Mini Review ARTICLE
Preventing peritoneal dialysis-associated fibrosis by therapeutic blunting of peritoneal Toll-like receptor activity
- 1The Wales Kidney Research Unit, Division of Infection & Immunity,, School of Medicine, Cardiff University, United Kingdom
Peritoneal dialysis (PD) is an essential daily life-saving treatment for end-stage renal failure. A major factor limiting PD therapy remains peritoneal inflammation, which leads to peritoneal membrane failure as a result of progressive fibrosis. Peritoneal infections, with the concomitant acute inflammatory response and membrane fibrosis development, worsen PD patient outcomes. Patients who remain infection-free, however, also show evidence of inflammation-induced membrane damage and fibrosis, leading to PD cessation. In this case, uraemia, prolonged exposure to bio-incompatible PD solutions and surgical catheter insertion have been reported to induce sterile peritoneal inflammation and fibrosis as a result of cellular stress or tissue injury. Attempts to reduce inflammation (either infection-induced or sterile) and, thus, minimise fibrosis development in PD have been hampered because the immunological mechanisms underlying this PD-associated pathology remain to be fully defined. Toll-like receptors (TLRs) are central to mediating inflammatory responses by recognising a wide variety of microorganisms as well as endogenous components released following cellular stress or generated as a consequence of extracellular matrix degradation during tissue injury. Given the close link between inflammation and fibrosis, recent investigations have evaluated the role that TLRs play in infection-induced and sterile peritoneal fibrosis development during PD. Here, we review the findings and discuss the therapeutic potential of blunting peritoneal TLR activity to prevent PD-associated peritoneal fibrosis by using a TLR modulator, the soluble form of TLR2.

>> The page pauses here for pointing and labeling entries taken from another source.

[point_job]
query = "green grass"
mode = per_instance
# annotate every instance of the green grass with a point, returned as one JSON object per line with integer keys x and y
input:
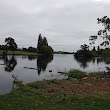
{"x": 74, "y": 73}
{"x": 18, "y": 53}
{"x": 26, "y": 98}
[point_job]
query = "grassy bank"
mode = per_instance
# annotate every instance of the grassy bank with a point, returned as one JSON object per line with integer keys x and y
{"x": 18, "y": 53}
{"x": 70, "y": 94}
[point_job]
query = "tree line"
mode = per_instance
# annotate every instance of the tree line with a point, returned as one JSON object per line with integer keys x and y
{"x": 42, "y": 46}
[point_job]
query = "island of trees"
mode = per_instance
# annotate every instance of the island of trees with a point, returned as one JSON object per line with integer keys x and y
{"x": 42, "y": 47}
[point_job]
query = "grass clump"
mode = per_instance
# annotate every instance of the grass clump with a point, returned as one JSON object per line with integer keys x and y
{"x": 74, "y": 73}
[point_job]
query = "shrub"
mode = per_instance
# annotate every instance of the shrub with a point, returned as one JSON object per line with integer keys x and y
{"x": 76, "y": 74}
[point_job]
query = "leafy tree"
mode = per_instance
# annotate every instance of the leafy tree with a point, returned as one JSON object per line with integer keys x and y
{"x": 39, "y": 45}
{"x": 85, "y": 47}
{"x": 94, "y": 48}
{"x": 44, "y": 41}
{"x": 103, "y": 33}
{"x": 10, "y": 44}
{"x": 43, "y": 47}
{"x": 98, "y": 48}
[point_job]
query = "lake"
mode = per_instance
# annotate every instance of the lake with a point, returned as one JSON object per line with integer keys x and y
{"x": 25, "y": 68}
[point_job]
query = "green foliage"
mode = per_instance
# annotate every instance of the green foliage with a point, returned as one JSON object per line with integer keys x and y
{"x": 47, "y": 50}
{"x": 76, "y": 74}
{"x": 103, "y": 33}
{"x": 106, "y": 53}
{"x": 32, "y": 49}
{"x": 10, "y": 44}
{"x": 42, "y": 46}
{"x": 85, "y": 47}
{"x": 27, "y": 98}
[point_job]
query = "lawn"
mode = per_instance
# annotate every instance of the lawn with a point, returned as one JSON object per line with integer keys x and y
{"x": 89, "y": 94}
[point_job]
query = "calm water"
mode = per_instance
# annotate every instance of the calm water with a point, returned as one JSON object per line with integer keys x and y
{"x": 55, "y": 63}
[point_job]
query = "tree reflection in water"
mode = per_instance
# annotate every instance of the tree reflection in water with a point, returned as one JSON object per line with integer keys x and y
{"x": 9, "y": 63}
{"x": 83, "y": 61}
{"x": 42, "y": 62}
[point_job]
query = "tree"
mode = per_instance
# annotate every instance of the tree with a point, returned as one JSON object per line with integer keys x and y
{"x": 43, "y": 47}
{"x": 103, "y": 33}
{"x": 98, "y": 48}
{"x": 39, "y": 45}
{"x": 85, "y": 47}
{"x": 44, "y": 41}
{"x": 94, "y": 48}
{"x": 10, "y": 44}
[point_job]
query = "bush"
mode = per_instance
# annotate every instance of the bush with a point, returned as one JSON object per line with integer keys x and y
{"x": 76, "y": 74}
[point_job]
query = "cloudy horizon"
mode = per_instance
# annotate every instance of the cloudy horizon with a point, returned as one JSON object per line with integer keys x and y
{"x": 65, "y": 24}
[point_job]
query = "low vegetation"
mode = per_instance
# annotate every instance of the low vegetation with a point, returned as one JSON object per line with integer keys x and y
{"x": 66, "y": 94}
{"x": 18, "y": 53}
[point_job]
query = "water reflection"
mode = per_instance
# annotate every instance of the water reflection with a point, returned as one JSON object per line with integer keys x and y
{"x": 84, "y": 61}
{"x": 42, "y": 63}
{"x": 10, "y": 63}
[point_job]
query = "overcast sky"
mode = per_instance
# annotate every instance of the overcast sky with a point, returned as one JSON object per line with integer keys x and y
{"x": 65, "y": 23}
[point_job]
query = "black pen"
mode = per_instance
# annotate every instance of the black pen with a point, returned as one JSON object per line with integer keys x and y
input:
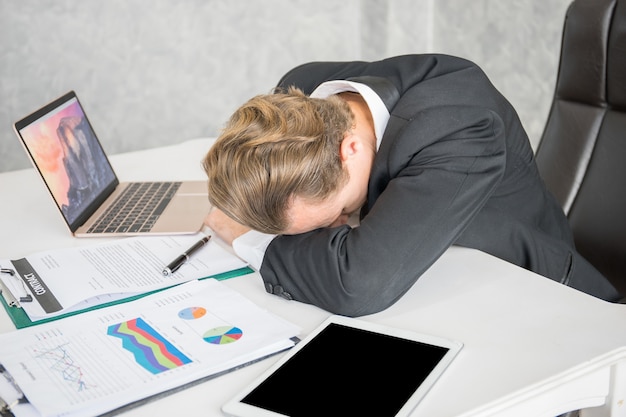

Keywords: peritoneal dialysis (PD), Inflammation, Peritoneal Fibrosis, Toll-Like Receptors, Soluble Toll-like receptor 2 (sTLR2)
Received: 10 Aug 2018;
Accepted: 09 Nov 2018.
Edited by:Janusz Witowski, Poznan University of Medical Sciences, Poland
Reviewed by:Bruno Vogt, University of Bern, Switzerland
Christoph Aufricht, Medical University of Vienna, Austria
Copyright: © 2018 Labéta and Raby. This is an open-access article distributed under the terms of the Creative Commons Attribution License (CC BY). The use, distribution or reproduction in other forums is permitted, provided the original author(s) and the copyright owner(s) are credited and that the original publication in this journal is cited, in accordance with accepted academic practice. No use, distribution or reproduction is permitted which does not comply with these terms.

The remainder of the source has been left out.